In June 2012, the Company entered into a $3 million loan and security agreement with Silicon Valley Bank, or SVB, collateralized by the Company’s personal property. The agreement also contained non-financial covenants. By January 2013, the Company had been advanced the entire $3 million. Interest on advances under the agreement was at a fixed interest rate equal to 4.50%. Advances under the loan and security agreement had an interest-only period through December 31, 2013, and had a 24-month payback period that commenced in January 2014. On May 23, 2014, the Company repaid the outstanding principal and accrued interest of $2.4 million to SVB. With such payoff, the SVB loan agreement and the documents entered into in connection therewith were deemed to be terminated. SVB’s security interest in substantially all of the Company’s assets was also terminated.

On May 28, 2014 (the “closing date”), the Company entered into a loan and security agreement (the “credit facility”) with Square 1 Bank (“Square 1”), pursuant to which Square 1 agreed to make term loans available to the Company for general corporate and working capital purposes and for capital expenditures, in a principal amount of up to $4.5 million. The Company did not draw from the credit facility on the closing date, and has not drawn any funds as of the date of this report. The term loans will be funded at the Company’s request prior to November 28, 2015, subject to customary conditions for funding including, among others, that no event of default exists. The Company may not request more than four term loans during the term of the credit facility. The credit facility is secured by substantially all of the Company’s personal property other than its intellectual property.

Each term loan under the credit facility bears interest at either (A) a variable annual rate equal to the greater of (1) 1.75% above Square 1’s most recently announced prime rate, or (2) 5.00%, or (B) a fixed annual rate of 5.50%, such rate to be fixed at the time of the initial borrowing at the Company’s election and shall be applicable to all term loans funded under the credit facility.
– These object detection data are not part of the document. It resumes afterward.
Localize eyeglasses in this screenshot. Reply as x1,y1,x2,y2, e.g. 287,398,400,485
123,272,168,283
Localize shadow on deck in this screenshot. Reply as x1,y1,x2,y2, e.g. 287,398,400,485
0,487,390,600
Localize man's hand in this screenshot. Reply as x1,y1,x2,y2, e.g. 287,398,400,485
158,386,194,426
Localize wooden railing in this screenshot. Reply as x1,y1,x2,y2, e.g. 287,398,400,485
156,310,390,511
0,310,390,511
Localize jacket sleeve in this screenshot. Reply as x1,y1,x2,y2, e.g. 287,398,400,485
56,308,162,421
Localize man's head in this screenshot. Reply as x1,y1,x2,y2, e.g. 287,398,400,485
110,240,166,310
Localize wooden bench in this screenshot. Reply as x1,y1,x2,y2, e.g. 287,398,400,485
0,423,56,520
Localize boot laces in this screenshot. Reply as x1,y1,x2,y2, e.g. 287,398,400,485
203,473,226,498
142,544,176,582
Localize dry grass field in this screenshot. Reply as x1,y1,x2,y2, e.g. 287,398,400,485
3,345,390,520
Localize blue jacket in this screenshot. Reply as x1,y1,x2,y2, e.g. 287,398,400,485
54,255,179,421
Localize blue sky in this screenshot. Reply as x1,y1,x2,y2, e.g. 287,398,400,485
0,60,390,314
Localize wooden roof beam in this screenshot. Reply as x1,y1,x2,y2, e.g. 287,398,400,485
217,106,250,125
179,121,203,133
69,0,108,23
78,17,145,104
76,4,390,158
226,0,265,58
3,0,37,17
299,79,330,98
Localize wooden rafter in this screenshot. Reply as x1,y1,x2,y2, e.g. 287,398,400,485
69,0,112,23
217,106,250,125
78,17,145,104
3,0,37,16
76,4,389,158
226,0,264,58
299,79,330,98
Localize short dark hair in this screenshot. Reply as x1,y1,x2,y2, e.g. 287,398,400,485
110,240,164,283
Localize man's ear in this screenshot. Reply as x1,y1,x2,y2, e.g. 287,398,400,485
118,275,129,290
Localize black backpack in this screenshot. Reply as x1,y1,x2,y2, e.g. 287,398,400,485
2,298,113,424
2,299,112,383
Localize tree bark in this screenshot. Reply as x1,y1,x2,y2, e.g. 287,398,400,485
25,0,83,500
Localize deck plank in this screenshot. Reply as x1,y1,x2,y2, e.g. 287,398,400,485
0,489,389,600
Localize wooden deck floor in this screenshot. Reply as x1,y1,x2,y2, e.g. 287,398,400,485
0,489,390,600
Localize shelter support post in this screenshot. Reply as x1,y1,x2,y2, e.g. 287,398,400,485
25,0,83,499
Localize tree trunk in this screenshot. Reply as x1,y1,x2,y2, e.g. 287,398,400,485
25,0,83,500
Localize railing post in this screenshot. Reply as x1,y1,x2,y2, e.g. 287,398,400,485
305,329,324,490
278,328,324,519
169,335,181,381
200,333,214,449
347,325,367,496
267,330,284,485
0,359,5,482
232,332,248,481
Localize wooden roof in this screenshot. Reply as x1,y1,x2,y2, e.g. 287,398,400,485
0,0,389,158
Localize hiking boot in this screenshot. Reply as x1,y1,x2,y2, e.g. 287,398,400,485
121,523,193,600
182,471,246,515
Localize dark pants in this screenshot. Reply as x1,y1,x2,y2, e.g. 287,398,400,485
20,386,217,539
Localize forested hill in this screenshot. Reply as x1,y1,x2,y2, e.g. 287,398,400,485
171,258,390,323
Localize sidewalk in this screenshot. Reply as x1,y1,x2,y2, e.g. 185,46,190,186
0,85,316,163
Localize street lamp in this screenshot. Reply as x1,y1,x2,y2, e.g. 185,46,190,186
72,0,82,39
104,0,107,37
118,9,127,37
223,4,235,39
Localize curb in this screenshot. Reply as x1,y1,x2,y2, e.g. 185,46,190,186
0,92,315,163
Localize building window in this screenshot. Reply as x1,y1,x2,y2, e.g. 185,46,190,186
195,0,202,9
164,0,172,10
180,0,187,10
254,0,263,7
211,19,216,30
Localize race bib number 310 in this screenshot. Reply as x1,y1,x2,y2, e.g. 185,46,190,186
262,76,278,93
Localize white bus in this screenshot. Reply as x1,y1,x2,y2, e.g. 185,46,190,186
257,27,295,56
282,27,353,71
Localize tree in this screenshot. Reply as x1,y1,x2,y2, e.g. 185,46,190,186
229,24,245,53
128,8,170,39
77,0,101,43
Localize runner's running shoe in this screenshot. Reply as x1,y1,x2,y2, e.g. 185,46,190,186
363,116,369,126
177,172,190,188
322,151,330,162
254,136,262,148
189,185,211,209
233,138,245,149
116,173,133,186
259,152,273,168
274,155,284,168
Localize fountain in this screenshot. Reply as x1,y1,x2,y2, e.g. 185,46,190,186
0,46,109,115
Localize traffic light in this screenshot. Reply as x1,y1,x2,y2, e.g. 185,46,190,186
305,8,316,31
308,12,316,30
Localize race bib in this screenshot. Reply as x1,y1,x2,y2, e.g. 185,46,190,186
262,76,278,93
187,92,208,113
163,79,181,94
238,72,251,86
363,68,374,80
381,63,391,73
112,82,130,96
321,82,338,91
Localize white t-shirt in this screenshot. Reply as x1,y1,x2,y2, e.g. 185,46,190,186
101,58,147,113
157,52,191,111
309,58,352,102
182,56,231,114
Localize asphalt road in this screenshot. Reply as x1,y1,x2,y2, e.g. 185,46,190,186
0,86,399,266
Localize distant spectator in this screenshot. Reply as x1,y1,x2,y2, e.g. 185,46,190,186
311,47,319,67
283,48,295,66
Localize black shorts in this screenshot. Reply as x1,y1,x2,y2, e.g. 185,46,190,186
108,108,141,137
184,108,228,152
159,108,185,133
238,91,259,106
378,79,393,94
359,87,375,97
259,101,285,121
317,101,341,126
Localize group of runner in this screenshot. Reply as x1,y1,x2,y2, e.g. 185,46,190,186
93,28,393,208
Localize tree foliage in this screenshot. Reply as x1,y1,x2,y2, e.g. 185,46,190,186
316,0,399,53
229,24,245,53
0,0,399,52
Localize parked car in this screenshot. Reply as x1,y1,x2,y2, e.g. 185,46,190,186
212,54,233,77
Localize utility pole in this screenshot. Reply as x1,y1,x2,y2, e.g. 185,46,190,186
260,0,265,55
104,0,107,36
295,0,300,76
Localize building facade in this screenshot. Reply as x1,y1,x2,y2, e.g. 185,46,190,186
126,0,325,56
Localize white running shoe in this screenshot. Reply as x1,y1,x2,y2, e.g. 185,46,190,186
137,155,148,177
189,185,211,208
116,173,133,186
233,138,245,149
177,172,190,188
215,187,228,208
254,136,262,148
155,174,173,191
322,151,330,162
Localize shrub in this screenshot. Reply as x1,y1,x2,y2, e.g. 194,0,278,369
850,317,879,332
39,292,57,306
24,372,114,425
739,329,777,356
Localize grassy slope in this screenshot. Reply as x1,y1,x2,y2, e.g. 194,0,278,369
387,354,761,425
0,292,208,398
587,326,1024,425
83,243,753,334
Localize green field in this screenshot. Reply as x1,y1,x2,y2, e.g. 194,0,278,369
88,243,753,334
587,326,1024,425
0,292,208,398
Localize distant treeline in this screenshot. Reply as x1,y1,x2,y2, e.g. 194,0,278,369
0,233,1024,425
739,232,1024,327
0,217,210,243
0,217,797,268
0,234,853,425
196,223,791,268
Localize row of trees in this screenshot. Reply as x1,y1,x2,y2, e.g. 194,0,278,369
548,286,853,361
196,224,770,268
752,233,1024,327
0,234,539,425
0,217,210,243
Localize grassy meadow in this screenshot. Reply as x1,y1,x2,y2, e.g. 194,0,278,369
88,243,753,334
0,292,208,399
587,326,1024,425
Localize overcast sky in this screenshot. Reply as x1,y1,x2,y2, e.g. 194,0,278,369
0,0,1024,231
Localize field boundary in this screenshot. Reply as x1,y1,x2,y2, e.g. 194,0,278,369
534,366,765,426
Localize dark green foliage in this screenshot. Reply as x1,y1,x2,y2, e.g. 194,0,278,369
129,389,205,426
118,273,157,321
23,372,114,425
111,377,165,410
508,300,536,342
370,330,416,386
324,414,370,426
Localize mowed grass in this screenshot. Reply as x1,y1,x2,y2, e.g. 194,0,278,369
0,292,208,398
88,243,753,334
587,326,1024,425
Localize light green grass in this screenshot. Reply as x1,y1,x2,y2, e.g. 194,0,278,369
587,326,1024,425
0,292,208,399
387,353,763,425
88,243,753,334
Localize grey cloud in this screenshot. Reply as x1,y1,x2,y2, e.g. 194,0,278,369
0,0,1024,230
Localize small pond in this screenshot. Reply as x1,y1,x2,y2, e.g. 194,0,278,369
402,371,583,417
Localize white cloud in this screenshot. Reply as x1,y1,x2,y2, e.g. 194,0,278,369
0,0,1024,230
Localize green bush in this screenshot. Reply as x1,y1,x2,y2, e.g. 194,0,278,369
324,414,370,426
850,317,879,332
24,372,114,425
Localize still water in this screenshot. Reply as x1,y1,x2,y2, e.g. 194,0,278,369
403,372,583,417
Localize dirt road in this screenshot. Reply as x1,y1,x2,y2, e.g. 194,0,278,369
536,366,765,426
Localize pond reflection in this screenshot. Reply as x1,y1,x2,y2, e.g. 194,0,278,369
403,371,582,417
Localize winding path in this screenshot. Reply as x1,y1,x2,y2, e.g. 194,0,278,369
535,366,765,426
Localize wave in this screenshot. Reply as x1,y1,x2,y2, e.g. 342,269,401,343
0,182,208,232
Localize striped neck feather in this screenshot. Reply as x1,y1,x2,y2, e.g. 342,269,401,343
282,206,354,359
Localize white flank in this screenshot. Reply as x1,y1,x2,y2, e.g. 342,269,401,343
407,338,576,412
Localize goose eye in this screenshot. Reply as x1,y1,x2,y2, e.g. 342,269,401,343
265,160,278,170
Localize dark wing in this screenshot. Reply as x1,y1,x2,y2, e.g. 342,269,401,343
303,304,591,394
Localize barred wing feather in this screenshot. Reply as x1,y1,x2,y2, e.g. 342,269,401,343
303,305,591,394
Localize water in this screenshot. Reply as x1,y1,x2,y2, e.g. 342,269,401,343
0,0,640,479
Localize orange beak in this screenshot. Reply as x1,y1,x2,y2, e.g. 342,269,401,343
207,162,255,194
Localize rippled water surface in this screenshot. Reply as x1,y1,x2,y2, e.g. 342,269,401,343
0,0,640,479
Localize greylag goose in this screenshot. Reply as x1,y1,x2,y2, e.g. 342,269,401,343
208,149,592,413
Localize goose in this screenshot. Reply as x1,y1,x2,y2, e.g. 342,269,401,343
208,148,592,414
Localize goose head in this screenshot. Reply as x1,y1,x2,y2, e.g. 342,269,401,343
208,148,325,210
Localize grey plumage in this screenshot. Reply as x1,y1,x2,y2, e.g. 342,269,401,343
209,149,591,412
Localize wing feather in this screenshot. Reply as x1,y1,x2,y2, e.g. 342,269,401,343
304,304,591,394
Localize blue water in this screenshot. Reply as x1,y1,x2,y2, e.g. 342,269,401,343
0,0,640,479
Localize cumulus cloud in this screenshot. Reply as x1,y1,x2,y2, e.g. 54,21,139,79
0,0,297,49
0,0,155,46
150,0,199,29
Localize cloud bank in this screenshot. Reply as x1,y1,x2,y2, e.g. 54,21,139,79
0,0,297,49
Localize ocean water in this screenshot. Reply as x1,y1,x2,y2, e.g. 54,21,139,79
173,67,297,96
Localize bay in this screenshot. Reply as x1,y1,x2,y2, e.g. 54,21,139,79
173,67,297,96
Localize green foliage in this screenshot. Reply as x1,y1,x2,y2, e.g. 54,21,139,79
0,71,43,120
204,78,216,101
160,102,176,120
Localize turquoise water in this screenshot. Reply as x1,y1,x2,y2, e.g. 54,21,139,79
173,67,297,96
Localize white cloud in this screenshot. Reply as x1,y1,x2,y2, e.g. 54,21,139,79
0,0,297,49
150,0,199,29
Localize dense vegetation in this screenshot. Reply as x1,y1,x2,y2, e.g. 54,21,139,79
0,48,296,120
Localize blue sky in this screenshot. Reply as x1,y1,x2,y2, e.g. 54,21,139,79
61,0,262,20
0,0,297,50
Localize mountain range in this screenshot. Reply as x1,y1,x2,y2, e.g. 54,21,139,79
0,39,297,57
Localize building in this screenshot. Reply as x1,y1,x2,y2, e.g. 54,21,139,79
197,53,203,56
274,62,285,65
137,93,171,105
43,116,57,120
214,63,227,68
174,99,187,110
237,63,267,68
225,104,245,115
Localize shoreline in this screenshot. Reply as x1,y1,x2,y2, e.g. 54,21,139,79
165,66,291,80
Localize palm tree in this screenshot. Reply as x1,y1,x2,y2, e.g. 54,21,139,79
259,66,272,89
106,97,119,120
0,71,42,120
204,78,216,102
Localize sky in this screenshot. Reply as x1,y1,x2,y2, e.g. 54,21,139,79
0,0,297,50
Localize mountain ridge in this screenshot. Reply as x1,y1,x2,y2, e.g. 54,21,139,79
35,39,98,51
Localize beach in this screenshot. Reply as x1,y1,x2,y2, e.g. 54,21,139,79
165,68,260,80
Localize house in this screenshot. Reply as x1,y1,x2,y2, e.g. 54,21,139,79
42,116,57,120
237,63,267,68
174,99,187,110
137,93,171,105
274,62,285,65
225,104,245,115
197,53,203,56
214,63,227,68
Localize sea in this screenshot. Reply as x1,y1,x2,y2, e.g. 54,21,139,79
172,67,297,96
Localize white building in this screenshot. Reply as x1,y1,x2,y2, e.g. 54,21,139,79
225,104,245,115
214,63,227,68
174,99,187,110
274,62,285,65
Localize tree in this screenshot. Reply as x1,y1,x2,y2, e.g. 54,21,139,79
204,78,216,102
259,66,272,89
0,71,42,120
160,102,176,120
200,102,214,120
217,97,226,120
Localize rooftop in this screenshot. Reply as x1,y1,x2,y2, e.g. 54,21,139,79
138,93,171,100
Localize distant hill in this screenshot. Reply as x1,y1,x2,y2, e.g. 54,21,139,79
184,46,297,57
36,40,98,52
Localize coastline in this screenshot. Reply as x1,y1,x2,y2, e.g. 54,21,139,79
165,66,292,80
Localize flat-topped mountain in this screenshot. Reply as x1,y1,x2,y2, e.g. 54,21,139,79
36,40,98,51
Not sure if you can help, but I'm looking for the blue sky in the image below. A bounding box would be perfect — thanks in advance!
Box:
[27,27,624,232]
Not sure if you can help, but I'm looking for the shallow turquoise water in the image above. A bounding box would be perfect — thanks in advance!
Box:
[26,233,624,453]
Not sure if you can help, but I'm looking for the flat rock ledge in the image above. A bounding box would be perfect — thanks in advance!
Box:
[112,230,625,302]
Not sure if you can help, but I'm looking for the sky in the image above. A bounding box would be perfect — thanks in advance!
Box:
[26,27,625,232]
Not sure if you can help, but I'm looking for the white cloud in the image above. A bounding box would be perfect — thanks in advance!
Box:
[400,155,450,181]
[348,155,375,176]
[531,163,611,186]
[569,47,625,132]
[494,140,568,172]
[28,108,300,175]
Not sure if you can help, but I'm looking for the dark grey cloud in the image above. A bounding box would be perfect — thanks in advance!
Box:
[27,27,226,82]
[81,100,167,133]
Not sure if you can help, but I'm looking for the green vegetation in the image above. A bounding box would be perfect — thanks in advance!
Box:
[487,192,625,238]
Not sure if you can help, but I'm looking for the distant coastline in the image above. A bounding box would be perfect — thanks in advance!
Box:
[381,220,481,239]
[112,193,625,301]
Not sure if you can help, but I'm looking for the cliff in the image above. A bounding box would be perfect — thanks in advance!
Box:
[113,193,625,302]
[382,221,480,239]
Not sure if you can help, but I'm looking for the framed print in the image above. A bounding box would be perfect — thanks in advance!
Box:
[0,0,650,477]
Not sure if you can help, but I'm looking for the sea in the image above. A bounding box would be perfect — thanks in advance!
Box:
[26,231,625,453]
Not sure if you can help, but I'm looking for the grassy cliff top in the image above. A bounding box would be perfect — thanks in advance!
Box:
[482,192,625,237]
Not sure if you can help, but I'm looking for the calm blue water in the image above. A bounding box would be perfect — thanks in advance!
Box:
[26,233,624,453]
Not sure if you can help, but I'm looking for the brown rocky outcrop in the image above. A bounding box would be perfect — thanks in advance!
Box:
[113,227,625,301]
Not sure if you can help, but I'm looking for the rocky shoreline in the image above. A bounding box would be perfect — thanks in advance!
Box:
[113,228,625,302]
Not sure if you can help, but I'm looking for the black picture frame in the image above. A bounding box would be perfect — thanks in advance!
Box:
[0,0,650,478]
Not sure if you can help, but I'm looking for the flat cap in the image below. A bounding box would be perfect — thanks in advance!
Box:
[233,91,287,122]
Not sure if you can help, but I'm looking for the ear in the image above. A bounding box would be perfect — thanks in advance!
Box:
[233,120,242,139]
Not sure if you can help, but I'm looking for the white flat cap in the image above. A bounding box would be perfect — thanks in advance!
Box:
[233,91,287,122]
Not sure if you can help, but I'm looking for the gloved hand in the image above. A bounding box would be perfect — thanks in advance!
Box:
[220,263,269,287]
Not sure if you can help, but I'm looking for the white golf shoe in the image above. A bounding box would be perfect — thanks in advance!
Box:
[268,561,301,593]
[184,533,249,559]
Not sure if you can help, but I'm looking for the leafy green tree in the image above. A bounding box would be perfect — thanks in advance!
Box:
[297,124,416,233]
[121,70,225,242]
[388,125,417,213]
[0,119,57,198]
The Company is required to make interest-only payments through November 28, 2015 on any term loans that it draws. All outstanding term loans under the credit facility will begin amortizing at the end of the interest-only period, with monthly payments of principal and interest being made by the Company to Square 1 in consecutive monthly installments following November 28, 2015. All term loans under the credit facility mature on November 28, 2017. At the Company’s option, it may prepay the outstanding principal balance of the term loans before November 28, 2017 without penalty or premium.

 

The credit facility includes affirmative and negative covenants applicable to the Company and any subsidiaries it creates in the future. The affirmative covenants include, among others, covenants requiring the Company to maintain its legal existence and governmental approvals, deliver certain financial reports, maintain insurance coverage and meet certain covenants with respect to enrollment and results of its EVK-001 Phase 3 trial (METO-IN-003). After the Company receives positive results from the Phase 3 trial, if at all (which the Company must achieve on or prior to September 30, 2015), it must either maintain a ratio of its cash at Square 1 to its cash burn over the preceding month of at least 3.00 to 1.00, or it must deliver evidence of a forthcoming financing or strategic partnership arrangement to Square 1, in each case in an amount satisfactory to Square 1. The negative covenants include, among others, restrictions on the Company’s transferring collateral, incurring additional indebtedness, engaging in mergers or acquisitions, paying dividends or making other distributions, making investments, creating liens and selling assets, in each case subject to certain exceptions.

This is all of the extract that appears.